Japan’s Abe busy on holidays: It was not a surprise that the BoJ stood pat last week, but new government budget details are believed to be in the works. It’s thought that PM Abe’s cabinet has prepared a draft plan to deal with low inflation (announcement likely tomorrow). It’s expected that Abe intends to raise minimum wage by +3% next fiscal year and support CAPEX by rewarding companies that invest in equipment that improve energy use. The BoJ’s current QE program is conditional and subject to adjustment, nevertheless, further fiscal spending is a necessity for the BoJ to achieve its +2% inflation target. Technical traders continue to focus on the dollar’s key resistance level at ¥123.75, through here, the dollar will be expected to gather strong momentum (¥125.00, ¥127.50 and ¥130.00)
Eurozone PMI rises should not deter Draghi from QE: Data this morning would suggest that last months solid performance in the regions composite PMI (53.9e vs. 54.4) will provide some solid support for Q4. This is certainly a pleasant surprise for the ECB, especially after the previous quarters slowdown.
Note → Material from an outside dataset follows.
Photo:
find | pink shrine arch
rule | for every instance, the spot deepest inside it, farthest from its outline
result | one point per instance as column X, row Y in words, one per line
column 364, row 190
The composite breakdown shows that both the manufacturing output and services indices increased, while there were encouraging gains in the employment and new-orders components. The regional breakdown revealed a third consecutive rise in the German composite (54.1). By contrast, the French PMI fell back to a three-month low (51.3), which raises the possibility of a renewed economic slowdown in Q4. The general consensus is that eurozone GDP growth of even +0.5% will not be sufficient to eat into spare capacity that still exists and help to boost inflation and hence why the market is expecting further easing by the ECB ahead of the Fed next month (December 3).